Google Maps plots pollution hotspots correlated with routes frequently carrying heavy-duty and medium-duty truck traffic.


Joshua Apte/Google

Google has released its first block-by-block map of air-pollution levels, captured with mobile sensors hitched to its Street View cars.

The new pollution map is the result of a year-long project with the Environmental Defense Fund and Aclima, which makes mobile air-quality monitors. Google’s vehicles were equipped with these monitors and sampled each street in areas of Oakland, California, about 30 times over the past year to get a picture of the effects of ‘hyperlocal’ pollution.

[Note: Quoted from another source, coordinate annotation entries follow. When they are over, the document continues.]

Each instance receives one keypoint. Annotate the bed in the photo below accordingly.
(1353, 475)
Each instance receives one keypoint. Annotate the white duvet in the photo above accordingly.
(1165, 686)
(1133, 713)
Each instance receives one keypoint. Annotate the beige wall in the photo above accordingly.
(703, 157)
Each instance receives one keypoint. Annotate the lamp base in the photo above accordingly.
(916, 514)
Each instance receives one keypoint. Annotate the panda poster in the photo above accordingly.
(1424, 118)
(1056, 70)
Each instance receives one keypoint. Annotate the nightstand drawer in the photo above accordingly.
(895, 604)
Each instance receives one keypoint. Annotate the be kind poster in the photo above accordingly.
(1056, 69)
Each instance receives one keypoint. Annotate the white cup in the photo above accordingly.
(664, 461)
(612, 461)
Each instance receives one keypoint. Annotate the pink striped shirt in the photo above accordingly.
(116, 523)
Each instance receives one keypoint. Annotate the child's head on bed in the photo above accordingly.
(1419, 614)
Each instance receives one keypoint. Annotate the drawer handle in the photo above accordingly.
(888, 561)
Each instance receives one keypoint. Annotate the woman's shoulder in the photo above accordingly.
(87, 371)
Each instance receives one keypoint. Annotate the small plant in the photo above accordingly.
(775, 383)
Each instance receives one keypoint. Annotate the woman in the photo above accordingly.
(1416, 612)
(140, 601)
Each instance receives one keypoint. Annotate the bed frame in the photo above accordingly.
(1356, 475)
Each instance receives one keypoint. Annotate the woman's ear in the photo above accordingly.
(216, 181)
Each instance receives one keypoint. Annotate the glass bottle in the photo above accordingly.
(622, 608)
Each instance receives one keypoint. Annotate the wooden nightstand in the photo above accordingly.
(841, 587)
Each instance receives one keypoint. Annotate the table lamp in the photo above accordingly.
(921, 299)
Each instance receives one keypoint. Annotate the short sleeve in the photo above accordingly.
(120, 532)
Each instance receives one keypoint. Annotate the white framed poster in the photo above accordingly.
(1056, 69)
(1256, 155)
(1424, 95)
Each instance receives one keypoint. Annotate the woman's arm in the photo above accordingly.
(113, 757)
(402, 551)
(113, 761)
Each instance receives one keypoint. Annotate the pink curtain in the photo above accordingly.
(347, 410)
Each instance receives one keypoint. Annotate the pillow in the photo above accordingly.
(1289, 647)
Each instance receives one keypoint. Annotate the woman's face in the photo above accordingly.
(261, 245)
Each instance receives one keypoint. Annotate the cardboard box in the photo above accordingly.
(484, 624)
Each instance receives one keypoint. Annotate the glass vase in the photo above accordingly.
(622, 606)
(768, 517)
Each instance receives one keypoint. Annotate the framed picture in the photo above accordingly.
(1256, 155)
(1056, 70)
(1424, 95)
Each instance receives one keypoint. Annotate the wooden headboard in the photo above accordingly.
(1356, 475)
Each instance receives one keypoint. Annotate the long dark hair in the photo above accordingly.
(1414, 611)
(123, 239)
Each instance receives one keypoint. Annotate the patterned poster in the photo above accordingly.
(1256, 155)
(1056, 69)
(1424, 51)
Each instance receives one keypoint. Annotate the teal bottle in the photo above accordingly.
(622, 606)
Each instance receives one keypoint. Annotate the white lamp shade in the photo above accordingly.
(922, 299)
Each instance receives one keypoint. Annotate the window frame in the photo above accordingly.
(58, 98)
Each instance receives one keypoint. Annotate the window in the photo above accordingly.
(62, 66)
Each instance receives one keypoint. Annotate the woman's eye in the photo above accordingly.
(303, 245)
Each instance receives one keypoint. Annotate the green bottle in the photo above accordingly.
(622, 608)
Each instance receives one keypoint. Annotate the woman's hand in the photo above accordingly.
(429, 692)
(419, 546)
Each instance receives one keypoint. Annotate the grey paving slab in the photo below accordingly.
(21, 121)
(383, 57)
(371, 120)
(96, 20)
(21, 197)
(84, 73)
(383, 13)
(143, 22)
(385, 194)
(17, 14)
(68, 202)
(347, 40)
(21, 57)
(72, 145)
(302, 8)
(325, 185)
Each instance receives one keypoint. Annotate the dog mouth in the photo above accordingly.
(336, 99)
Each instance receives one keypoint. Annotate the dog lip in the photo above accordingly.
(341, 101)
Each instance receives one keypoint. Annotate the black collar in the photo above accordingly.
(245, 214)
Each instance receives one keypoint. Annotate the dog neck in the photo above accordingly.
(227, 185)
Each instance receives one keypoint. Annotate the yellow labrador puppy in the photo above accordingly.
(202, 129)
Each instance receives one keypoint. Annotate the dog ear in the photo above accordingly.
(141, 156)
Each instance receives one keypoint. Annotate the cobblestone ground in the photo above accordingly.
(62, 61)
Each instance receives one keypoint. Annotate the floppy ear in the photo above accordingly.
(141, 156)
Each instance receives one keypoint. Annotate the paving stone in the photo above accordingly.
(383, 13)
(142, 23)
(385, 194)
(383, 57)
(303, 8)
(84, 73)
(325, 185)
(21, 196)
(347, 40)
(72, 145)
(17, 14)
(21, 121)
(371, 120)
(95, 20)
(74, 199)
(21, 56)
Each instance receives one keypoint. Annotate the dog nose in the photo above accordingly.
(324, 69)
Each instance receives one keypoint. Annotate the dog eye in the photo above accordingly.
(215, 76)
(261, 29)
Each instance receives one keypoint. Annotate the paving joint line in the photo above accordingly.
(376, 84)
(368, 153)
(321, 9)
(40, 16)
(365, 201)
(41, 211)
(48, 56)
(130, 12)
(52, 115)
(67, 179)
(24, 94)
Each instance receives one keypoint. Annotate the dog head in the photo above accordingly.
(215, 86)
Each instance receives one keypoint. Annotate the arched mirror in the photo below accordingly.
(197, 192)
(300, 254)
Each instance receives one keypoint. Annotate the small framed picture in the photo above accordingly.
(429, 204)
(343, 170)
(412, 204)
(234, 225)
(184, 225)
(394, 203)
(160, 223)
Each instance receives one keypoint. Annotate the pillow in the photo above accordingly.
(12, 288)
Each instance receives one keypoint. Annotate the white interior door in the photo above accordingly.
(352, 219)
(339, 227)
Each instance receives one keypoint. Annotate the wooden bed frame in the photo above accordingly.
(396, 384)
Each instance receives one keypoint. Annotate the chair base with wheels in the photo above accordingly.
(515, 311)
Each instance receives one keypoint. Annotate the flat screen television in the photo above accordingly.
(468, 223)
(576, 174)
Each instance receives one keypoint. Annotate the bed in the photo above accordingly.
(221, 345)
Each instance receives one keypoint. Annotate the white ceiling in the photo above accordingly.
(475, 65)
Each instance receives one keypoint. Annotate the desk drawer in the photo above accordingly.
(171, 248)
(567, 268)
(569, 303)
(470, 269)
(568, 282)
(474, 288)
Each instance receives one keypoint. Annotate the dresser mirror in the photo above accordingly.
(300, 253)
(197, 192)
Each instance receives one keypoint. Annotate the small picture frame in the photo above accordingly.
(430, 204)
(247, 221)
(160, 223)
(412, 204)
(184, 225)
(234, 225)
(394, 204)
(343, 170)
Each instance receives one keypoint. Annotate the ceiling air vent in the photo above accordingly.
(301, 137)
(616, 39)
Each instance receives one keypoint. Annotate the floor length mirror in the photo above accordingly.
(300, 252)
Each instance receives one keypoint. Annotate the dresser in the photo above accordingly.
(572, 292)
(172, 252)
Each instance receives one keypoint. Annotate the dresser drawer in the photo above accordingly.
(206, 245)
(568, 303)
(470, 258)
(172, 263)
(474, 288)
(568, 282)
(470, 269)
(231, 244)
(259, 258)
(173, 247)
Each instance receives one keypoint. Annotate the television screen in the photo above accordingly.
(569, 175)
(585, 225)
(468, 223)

The project aims to fill gaps in air-quality data collected by the three stationary monitors in Oakland operated by the Bay Area Air Quality Management District. It has a total of 15 in the Bay Area.

While we’re used to seeing Maps displaying traffic congestion, the air-quality map offers a view of streets with different concentrations of dangerous particles, including black carbon, nitric oxide, and nitrogen dioxide.

Zooming in on the map illustrates specific streets and pockets where pollution collects, often near homes, schools and community centers. The street-level data is at a 30m/98ft scale and covers an area of about 30 square kilometers, or 11.6 square miles.

The data revealed that pollution patterns, attributable to local sources, can vary by five to eight times within individual city blocks, according to a paper by a group of researchers led by University of Texas of Austin researcher Joshua Apte.

“Since local variation in air quality profoundly impacts public health and environmental equity, our results have important implications for how air pollution is measured and managed. If validated elsewhere, this readily scalable measurement approach could address major air-quality data gaps worldwide,” the paper notes.

The data turned up specific hotspots where multiple pollutants far exceeded ambient levels. The researchers attributed the higher concentrations to plausible causes, including intersections along a major truck route, vehicle-repair facilities, and industrial sites with frequent truck traffic.

The researchers believe mobile air-quality measurement can be scaled further since spatial patterns can be observed accurately with fewer drive times. Future studies may also use other fleets of vehicles, such as public transport, delivery vehicles and taxis.

While it could be expanded to other cities around the world, the researchers estimate that 500 vehicles could map 25 of the largest US urban areas, covering a third of the total US population.

Scientists can apply to Google to request access to its air-quality data.